Guidelines for using software libraries in safety applications
I know this is a huge topic, given the variety of software libraries and different ways to cope with them in different programming languages and different operating systems. In order to try cutting a long history short the purpose of this writing is to give a broad overview of:
- how safety standards (IEC 61508 and ISO26262) address the issue of libraries
- what types of libraries exist and, based on that, how can they affect safety and real-time performance of host system
- how are libraries basically "working" (how are they hooked-up in the application, how is memory reserved for them and when is it reserved and what risks for the entire system integrity can all of those expose
- some general statements about what is to be considered when using a library in a safety critical application with some real-world examples (e.g. "safety concept" for POSIX API, or for standard C library)

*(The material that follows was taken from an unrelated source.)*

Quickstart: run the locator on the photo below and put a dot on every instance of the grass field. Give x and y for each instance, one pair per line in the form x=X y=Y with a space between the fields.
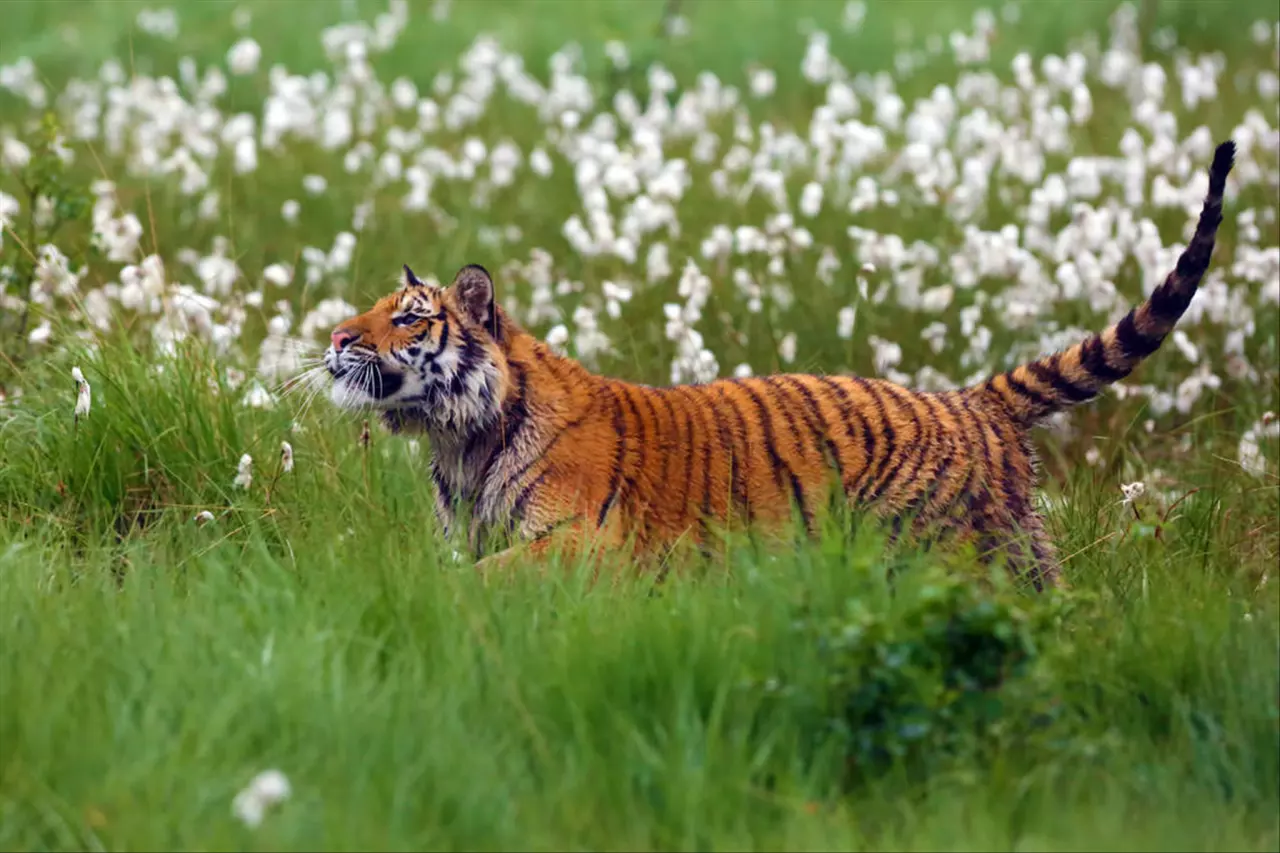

So, some experienced programmers reading that, would say it only scratches the surface .. as I said, is not meant as a deep-dive, especially due to the high variety of the topic. Essential is to identify when and how a software library would jeopardize entire system execution flow, or system memory mangement, and to provide guidelines on how to prevent that.

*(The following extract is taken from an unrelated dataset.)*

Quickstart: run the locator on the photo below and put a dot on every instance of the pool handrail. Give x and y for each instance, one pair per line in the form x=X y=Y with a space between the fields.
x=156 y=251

Before starting is necessary to shortly highlight the increased use of software libraries across many safety applications, given the high level of their integration and the highly distributed business ecosystem, where many third party suppliers specialize on particular applications.
A software library is basically a collection of data and functions dealing with a particular task and solving a particular problem. It underpins the concept of re-using pre-written code and that of implementation hiding. Third party companies can specialize in developping dedicated software functions which can be hooked-up in existing software applications via some defined interfaces-set, or API, meanwhile preserving the IP value of their internals, or algorithms.
How are then safety standards addressing this issue, of pre-written software to be re-used for safety applications? IEC61508 unfortunately not so much in depth. It rather considers it in the broader context of "qualified" or trustable re-usable software components. There are essentially two clauses (described in part 7 - Overview of techniques and measures) dealing with that: C.4.5 Library of trusted/verified software modules and components and C.2.10 Use of trusted/verified software modules and components. Both of them are referred in part 3 in Table A.4 - Detailed software design. As the name implies, former one enforces empirical evidence as a means to enhance its trust, while latter one goes a bit further to suggest some ways in which this can be achieved. Those are useful guidelines, but in my view they do not quite get to the meat of the matters and how libraries are integrated and contracted, in practice today. They enforce:
- unchanged, or stable, specifications of the library
- proof of usage for different clients or even different industries
- evidence of operating history: generally more than one year of service, but preferrable statistical evidence and along with that, evidence of no safety-related failures
- documented procedures for detecting, registering and removing of faults during its development
Those criteria can hardly apply to nowadays world where is almost impossible for a library developer to track the usage of their product, scattered across dozens of client applications. It is also practically not feasible, if not, completely irrelevant, to log that information. In this sense ISO26262 comes nearer to the common sense issues, drifting away from this statistical proven in use argument and focusing more on the interface, or how the contract with its supplier shall look like.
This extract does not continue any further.